The two objections which were taken before the Income-tax Officer have been reiterated before me by learned counsel in support of this writ petition.
Before I go into these objections and decide them on the merits, I should like to observe that, so far as the exercise that, so far as the exercise of writ jurisdiction is concerned, it is well settled by decisions of the Supreme Court and of this court, that a petitioner has to make out a case, not only of an error of law having been committed by the subordinate authority or officer, however grave the error might be, or of want of jurisdiction, even though there may be total absence of jurisdiction, but he has, in addition, to show that manifest injustice has been done to him and injustice will be perpetrated if relief is not granted in the petition. I am of the view that on the facts stated above no injustice has been done to the petitioner and this petition must be dismissed on this ground alone.
There is yet another hurdle in the petitioners way. There is the existence of an alternative remedy which the petitioner has not availed of. A revision under section 33A(2) lay to the Commissioner of Income-tax against the impugned order. The revisional remedy could have been invoked on an application by the petitioner. So far as this court is concerned, it has taken the view in numerous cases that, where that revisional remedy can be involved by an application, the remedy amounts to an alternative remedy. The petitioner in this case did not have recourse to that remedy, but came to this court direct against the order of the Income-tax Officer. In C. A. Abraham v. Income-tax Officer, Kottayam, the Supreme Court has ruled in very definite terms that if a petitioner invokes the jurisdiction of the High Court under article 226 of the Constitution without exhausting the remedies open to him under the Act, he should not be allowed to do so. On this ground also the petition is liable to be dismissed.
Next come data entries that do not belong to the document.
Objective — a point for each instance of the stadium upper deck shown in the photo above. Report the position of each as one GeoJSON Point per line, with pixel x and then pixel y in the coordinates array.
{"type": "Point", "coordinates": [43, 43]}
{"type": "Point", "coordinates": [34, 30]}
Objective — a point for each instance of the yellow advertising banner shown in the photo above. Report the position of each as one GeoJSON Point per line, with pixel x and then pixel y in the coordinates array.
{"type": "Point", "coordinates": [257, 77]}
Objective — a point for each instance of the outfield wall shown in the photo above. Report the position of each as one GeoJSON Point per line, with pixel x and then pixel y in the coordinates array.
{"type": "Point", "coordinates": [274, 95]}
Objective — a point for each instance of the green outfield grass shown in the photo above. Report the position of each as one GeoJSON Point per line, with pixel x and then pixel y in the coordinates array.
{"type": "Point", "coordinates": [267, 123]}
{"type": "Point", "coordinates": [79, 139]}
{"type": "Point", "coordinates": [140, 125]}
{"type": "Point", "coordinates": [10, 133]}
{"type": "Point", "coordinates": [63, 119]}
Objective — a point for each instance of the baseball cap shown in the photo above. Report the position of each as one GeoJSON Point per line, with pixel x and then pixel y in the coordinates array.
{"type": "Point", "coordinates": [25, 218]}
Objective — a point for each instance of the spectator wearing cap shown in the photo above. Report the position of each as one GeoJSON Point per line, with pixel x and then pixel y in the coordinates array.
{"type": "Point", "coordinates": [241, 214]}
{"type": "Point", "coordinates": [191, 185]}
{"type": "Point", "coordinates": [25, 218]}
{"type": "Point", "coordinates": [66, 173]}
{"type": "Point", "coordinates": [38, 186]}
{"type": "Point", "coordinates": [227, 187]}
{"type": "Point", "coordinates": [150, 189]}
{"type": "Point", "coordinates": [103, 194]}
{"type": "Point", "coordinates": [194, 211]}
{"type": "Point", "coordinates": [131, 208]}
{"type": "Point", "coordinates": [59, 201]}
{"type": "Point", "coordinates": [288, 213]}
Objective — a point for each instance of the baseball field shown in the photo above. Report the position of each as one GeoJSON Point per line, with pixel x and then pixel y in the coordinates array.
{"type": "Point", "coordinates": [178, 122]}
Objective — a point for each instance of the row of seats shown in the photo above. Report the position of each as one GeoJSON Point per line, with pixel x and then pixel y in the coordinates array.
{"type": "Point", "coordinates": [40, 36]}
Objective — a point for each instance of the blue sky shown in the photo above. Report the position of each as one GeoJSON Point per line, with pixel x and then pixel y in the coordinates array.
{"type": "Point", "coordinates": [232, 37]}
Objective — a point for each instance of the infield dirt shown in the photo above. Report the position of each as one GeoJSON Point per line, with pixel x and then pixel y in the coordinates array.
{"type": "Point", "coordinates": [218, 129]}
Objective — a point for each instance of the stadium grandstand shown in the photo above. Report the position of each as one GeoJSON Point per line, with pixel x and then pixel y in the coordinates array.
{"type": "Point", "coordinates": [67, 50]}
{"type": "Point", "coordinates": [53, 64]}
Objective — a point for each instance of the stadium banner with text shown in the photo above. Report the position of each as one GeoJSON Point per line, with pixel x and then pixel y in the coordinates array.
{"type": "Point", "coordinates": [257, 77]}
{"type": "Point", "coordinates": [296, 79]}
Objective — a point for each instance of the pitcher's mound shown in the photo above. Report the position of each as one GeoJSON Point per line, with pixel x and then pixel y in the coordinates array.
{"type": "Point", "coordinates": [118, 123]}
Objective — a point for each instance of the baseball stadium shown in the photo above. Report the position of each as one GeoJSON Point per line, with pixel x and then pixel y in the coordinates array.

So far as the merits of the petition are concerned, it appears to me plain upon the provisions of section 35(5) that the starting point of limitation was the date of final orders passed in the case of the firms from which the share income was derived by the family. Those dates have not been stated. Accordingly, it cannot be found that the notice dated September 7, 1959, was barred by limitation. It also appears to me that in a matter like this, apart from the provisions of section 35(5), there is an inherent power in the Income-tax Officer to correct at least such an error as occurred in this case, by reason of the fact that proceedings before an Income-tax Officer are judicial proceedings and partake of all the incidents of such proceedings : vide Suraj Mall Mohta v. A. V. Visvanath Sastri. The possession of an inherent power of correction of an inadvertent error is one of the incidents of such proceedings. The Income-tax Appellate Tribunal was held to possess such power in Shri Bhagwan Radha Kishen v. Commissioner of Income-tax. It follows that the rectification of the mistake committed by the Income-tax Officer could properly be made by him by the impugned order.
The writ petition has no force and it is hereby dismissed with costs.